San Diego spoils residents and visitors with a pleasant climate. The miles of coastline with beautiful beaches make it easy to fall in love with this place. In the city itself, Mexican influence is omnipresent and has a pleasant impact on culture and life. The historic "Gaslamp Quarter" is the center of nightlife and one of the most important attractions along with Balboa Park, the San Diego Zoo and Sea World.

The Golden Gate Bridge, thick fog, pretty old wooden houses, steep hills and extensive parks leave no doubt that San Francisco is one of the most beautiful cities in the world. San Francisco is a pedestrian city that's easy to explore, with highlights like the cable car, Alcatraz Prison Island, and Pier 39. And beyond the city limits there is a lot to discover with the Marin Headlands and the vineyards of the beautiful Napa Valley.

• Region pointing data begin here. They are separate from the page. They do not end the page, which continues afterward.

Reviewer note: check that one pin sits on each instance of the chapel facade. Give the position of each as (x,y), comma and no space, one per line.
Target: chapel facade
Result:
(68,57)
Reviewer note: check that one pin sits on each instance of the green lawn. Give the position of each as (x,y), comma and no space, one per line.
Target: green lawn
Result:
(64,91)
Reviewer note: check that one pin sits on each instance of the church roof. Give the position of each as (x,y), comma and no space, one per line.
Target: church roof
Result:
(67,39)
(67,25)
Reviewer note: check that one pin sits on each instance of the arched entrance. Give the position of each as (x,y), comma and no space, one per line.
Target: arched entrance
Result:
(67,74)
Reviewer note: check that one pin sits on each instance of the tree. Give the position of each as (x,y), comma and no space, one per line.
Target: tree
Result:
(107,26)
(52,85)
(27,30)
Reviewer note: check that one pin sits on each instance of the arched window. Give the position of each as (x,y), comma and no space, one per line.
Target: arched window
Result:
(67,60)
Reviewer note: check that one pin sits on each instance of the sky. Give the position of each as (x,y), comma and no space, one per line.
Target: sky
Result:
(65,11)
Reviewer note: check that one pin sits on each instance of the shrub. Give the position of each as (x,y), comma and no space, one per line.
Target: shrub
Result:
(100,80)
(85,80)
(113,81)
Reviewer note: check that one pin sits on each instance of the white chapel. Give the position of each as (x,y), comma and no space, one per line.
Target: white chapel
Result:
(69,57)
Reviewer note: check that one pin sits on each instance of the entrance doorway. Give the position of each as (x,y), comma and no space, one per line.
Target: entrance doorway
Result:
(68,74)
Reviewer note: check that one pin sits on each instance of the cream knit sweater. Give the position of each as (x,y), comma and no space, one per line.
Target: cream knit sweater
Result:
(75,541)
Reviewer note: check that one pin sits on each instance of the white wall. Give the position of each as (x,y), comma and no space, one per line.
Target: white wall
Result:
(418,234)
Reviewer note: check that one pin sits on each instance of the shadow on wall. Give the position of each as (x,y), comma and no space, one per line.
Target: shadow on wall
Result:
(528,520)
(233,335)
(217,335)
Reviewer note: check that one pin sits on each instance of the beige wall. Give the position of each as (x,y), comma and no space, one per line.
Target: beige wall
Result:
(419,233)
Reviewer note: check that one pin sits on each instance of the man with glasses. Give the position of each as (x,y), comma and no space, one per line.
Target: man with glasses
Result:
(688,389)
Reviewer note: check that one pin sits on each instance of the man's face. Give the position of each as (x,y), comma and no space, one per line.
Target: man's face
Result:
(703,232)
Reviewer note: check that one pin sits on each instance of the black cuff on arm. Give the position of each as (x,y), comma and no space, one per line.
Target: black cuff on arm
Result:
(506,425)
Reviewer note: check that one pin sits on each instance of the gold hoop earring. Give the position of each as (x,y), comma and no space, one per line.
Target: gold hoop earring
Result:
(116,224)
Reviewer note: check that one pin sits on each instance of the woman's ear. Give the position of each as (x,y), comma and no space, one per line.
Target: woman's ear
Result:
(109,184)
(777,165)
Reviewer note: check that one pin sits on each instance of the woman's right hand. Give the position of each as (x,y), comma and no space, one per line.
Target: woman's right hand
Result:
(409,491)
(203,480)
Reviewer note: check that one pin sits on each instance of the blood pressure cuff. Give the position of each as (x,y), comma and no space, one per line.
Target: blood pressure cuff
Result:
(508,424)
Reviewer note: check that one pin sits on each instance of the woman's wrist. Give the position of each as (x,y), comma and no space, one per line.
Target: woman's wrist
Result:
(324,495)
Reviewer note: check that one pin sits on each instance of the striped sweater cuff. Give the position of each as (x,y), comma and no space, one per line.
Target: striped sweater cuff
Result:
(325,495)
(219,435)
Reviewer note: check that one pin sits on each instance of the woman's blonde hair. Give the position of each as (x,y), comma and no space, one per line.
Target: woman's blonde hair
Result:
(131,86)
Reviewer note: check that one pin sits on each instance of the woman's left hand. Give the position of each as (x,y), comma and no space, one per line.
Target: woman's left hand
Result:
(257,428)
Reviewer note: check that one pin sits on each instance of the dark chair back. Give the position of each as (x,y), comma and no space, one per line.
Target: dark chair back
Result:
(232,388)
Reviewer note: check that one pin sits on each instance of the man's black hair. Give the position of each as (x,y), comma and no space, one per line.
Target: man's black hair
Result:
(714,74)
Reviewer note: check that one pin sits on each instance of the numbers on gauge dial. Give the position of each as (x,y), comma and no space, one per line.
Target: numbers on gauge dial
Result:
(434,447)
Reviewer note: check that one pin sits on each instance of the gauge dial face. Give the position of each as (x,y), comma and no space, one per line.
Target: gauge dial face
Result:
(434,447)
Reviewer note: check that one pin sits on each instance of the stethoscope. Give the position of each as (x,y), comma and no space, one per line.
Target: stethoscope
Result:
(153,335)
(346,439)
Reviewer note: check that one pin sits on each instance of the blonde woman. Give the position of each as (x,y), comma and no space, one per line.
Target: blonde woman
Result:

California's national parks and lakes

Lassen Volcanic National Park and Mount Shasta
In northeastern California, you can still explore active volcanoes in Lassen Volcanic National Park. The last eruption occurred in 1917, but boiling mud pools, steaming chimneys, and hot springs at Bumpass Hell and elsewhere in the park indicate volcanic activity. In winter, up to 12 m of snow often falls here. By mid-June, however, the roads are mostly passable and open to visitors more than 240 km of hiking trails. Further north is the 4,317 m high Mount Shasta, an extinct volcano that is often snow-capped. This area attracts nature lovers, because here, in addition to numerous hiking and mountain bike trails, there are also refreshing and inviting, blue lakes such as Lake Shasta. www.nps.gov/lavo

Redwood National and State Park
With heights of up to 100 m, the California coastal redwoods are among the largest trees in the world. To protect this remarkable species and its habitat, several grassland zones from the Oregon border to the central coast near Big Sur have been designated as national and state parks. In the border area between California and Oregon you will find untouched and impressive sanctuaries for these sequoias. The starting point is the Prairie Creek Redwoods State Park, where you can admire the gigantic trees and then maybe even come across Roosevelt's elk on a trip to Gold Bluffs Beach in the dunes. To the south, the Avenue of the Giants runs 50 km through redwood forests. www.nps.gov/redw

Lake Tahoe
With the clear blue lake and mountain peaks in the background, Lake Tahoe is undoubtedly one of the most evocative areas of California. With a depth of 500 m, the lake is one of the deepest mountain lakes in the world. Even if the water temperature is rather cool in summer, the beautiful landscape makes this area a mecca for water sports enthusiasts. VUSA tip: Treat yourself to a ride on the stern paddle steamer Tahoe Queen or join a guided kayak tour. On land, visit historic buildings near Camp Richardson. If you're looking for souvenirs, check out Tahoe City and South Lake Tahoe. The 241 km long Tahoe Rim Trail is a dream trail for hikers, mountain bikers or horse riders. Of course, you can also just relax on one of the many sunny, sandy beaches (keep an eye out for cars parked by the roadside and trails that lead directly to the lake shore).